Detecting Online Hate Speech: Approaches Using Weak Supervision and
Network Embedding Models
- URL: http://arxiv.org/abs/2007.12724v1
- Date: Fri, 24 Jul 2020 18:13:52 GMT
- Title: Detecting Online Hate Speech: Approaches Using Weak Supervision and
Network Embedding Models
- Authors: Michael Ridenhour, Arunkumar Bagavathi, Elaheh Raisi, Siddharth
Krishnan
- Abstract summary: We propose a weak supervision deep learning model that quantitatively uncover hateful users and (ii) present a novel qualitative analysis to uncover indirect hateful conversations.
We evaluate our model on 19.2M posts and show that our weak supervision model outperforms the baseline models in identifying indirect hateful interactions.
We also analyze a multilayer network, constructed from two types of user interactions in Gab(quote and reply) and interaction scores from the weak supervision model as edge weights, to predict hateful users.
- Score: 2.3322477552758234
- License: http://creativecommons.org/licenses/by-nc-sa/4.0/
- Abstract: The ubiquity of social media has transformed online interactions among
individuals. Despite positive effects, it has also allowed anti-social elements
to unite in alternative social media environments (eg.

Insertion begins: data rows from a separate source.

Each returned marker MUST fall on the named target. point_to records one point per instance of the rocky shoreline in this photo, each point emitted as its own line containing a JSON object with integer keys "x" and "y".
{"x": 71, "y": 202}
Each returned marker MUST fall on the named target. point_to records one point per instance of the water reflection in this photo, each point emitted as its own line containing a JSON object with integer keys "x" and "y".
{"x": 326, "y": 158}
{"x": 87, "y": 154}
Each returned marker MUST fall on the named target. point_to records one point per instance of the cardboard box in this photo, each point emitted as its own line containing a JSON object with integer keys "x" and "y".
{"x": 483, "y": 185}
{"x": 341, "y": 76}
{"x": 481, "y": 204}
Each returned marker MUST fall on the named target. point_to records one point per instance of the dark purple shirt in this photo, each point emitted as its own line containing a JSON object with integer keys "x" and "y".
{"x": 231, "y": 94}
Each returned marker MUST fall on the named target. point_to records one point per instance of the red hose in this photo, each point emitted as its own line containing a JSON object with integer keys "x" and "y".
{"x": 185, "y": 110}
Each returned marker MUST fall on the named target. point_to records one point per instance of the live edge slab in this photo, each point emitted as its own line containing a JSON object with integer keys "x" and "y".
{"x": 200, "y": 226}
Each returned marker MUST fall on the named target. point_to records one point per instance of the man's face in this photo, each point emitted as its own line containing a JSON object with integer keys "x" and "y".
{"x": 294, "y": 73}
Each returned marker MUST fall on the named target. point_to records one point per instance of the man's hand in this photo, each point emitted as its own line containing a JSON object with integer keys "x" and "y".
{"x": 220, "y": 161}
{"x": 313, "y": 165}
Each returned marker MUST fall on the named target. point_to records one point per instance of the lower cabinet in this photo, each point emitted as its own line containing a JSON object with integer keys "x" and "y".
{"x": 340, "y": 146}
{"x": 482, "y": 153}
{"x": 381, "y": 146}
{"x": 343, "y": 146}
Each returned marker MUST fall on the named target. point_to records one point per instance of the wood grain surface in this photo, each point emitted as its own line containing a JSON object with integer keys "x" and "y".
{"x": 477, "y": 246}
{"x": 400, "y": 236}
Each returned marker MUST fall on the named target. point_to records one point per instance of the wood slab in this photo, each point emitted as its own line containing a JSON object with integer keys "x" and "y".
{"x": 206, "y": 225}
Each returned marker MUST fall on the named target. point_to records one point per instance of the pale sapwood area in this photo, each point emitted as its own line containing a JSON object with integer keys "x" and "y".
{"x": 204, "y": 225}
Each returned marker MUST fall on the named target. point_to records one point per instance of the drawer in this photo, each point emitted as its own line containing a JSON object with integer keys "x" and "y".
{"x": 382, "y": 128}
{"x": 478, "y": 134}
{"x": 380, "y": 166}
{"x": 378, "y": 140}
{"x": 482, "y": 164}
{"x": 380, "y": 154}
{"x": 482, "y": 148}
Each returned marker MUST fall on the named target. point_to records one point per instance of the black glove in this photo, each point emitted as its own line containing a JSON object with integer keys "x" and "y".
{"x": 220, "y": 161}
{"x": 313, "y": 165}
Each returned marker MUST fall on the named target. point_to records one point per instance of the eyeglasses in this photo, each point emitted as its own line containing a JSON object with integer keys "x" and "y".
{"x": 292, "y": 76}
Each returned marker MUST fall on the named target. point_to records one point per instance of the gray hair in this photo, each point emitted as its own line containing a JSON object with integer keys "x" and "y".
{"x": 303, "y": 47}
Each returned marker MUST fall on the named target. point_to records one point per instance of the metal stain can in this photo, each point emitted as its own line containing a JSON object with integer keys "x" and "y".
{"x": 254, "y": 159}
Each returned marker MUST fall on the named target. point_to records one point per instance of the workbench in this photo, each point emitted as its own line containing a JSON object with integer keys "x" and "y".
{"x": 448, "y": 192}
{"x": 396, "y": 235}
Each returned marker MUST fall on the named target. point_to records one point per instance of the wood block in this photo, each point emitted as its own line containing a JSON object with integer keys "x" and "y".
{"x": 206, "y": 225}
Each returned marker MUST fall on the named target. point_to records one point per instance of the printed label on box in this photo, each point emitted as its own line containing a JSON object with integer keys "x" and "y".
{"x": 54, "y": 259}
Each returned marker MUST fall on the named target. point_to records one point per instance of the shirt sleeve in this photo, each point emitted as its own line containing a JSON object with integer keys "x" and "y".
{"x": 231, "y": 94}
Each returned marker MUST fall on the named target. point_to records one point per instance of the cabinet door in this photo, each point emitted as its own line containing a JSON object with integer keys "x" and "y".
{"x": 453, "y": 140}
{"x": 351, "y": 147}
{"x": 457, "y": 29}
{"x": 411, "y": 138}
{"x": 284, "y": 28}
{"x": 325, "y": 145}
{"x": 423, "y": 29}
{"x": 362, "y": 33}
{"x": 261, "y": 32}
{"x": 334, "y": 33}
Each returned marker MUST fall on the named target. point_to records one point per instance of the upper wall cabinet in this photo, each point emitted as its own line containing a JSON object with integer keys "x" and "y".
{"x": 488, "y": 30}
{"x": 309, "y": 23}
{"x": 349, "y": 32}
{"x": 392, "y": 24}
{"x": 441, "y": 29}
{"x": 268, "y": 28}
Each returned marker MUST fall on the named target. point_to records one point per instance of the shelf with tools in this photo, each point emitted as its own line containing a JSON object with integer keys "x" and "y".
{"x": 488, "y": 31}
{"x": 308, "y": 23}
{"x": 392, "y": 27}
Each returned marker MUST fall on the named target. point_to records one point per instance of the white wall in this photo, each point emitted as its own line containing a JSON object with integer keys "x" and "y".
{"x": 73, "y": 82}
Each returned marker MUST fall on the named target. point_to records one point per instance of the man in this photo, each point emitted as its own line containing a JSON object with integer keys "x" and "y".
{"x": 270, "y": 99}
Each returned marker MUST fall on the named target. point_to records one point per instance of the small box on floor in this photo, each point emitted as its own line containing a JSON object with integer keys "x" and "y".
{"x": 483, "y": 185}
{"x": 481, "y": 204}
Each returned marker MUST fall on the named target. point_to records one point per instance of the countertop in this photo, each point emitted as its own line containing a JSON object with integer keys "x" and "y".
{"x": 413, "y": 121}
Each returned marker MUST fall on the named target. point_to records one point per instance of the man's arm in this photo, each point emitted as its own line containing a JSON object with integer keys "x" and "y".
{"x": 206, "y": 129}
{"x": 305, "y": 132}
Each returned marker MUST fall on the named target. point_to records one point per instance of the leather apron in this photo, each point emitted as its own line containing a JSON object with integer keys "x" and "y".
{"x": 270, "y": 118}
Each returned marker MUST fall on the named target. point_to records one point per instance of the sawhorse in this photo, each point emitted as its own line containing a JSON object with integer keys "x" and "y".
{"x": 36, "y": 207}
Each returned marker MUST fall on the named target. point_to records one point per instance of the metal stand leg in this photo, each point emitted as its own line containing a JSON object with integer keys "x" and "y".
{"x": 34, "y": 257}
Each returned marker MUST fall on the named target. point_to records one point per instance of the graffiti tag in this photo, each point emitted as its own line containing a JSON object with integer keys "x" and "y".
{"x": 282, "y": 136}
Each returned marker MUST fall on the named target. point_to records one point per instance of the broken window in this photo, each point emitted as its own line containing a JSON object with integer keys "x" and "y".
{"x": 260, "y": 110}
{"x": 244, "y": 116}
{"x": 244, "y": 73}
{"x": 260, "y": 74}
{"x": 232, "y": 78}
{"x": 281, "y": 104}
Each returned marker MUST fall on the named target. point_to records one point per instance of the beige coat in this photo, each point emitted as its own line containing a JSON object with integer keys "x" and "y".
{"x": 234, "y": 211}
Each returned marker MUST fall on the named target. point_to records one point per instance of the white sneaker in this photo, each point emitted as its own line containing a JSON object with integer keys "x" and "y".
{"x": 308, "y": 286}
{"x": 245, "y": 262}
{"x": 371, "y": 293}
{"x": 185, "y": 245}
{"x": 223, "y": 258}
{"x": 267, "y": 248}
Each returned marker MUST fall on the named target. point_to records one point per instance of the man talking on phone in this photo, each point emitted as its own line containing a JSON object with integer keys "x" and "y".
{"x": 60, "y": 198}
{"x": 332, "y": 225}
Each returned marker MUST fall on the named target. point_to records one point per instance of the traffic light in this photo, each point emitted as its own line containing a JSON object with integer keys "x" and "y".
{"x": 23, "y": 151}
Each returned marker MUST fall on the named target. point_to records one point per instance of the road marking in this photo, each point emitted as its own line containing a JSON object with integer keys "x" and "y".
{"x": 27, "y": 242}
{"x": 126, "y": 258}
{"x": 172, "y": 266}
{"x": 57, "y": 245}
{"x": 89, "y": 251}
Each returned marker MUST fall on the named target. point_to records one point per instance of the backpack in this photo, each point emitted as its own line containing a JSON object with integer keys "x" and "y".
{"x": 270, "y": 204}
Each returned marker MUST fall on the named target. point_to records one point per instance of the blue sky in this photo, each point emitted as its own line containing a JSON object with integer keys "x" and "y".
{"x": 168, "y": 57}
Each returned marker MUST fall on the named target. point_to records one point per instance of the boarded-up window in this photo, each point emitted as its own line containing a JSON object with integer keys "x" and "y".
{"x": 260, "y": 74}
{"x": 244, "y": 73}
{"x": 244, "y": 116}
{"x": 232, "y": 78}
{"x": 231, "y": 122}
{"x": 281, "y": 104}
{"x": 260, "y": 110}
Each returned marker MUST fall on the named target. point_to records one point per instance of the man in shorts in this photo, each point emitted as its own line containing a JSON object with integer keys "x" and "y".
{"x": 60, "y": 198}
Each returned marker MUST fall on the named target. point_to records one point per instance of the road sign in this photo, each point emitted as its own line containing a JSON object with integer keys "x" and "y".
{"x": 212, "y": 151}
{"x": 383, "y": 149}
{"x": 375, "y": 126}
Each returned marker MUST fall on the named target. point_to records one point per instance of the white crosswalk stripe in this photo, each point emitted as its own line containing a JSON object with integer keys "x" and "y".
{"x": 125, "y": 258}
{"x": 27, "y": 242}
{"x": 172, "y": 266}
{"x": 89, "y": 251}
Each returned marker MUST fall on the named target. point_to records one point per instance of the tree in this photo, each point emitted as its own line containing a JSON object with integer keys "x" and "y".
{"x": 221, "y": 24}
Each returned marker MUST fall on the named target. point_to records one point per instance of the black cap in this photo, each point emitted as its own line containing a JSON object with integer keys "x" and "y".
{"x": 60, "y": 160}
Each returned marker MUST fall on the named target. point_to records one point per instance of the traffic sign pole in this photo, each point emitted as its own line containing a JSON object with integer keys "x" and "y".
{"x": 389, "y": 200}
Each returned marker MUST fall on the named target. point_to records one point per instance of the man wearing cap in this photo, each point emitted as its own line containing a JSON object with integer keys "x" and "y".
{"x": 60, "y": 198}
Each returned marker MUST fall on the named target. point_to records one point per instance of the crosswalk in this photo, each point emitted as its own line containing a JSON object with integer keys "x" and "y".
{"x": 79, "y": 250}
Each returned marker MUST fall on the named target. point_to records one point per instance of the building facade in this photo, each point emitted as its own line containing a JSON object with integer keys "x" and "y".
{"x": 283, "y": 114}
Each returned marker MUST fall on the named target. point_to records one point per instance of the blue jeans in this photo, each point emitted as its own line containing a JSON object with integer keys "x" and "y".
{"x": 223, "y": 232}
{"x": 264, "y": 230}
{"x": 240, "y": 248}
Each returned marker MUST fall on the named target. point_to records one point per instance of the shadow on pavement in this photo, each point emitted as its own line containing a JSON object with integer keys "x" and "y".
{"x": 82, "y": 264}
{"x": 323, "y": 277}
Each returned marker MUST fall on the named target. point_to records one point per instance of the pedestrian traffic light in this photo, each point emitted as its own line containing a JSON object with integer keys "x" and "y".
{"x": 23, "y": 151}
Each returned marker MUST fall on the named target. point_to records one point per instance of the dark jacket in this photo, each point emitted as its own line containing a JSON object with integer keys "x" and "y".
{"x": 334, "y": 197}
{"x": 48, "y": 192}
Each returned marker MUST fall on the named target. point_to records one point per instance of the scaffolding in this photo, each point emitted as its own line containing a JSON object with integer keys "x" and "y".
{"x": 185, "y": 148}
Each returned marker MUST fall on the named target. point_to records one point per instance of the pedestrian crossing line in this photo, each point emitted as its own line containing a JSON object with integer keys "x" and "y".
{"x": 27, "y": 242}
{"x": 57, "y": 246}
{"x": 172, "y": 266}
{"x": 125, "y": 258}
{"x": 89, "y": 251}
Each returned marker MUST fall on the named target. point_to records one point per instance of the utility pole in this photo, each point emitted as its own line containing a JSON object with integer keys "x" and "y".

Gab.com) like never
before. Detecting such hateful speech using automated techniques can allow
social media platforms to moderate their content and prevent nefarious
activities like hate speech propagation. In this work, we propose a weak
supervision deep learning model that - (i) quantitatively uncover hateful users
and (ii) present a novel qualitative analysis to uncover indirect hateful
conversations. This model scores content on the interaction level, rather than
the post or user level, and allows for characterization of users who most
frequently participate in hateful conversations. We evaluate our model on 19.2M
posts and show that our weak supervision model outperforms the baseline models
in identifying indirect hateful interactions. We also analyze a multilayer
network, constructed from two types of user interactions in Gab(quote and
reply) and interaction scores from the weak supervision model as edge weights,
to predict hateful users. We utilize the multilayer network embedding methods
to generate features for the prediction task and we show that considering user
context from multiple networks help achieving better predictions of hateful
users in Gab. We receive up to 7% performance gain compared to single layer or
homogeneous network embedding models.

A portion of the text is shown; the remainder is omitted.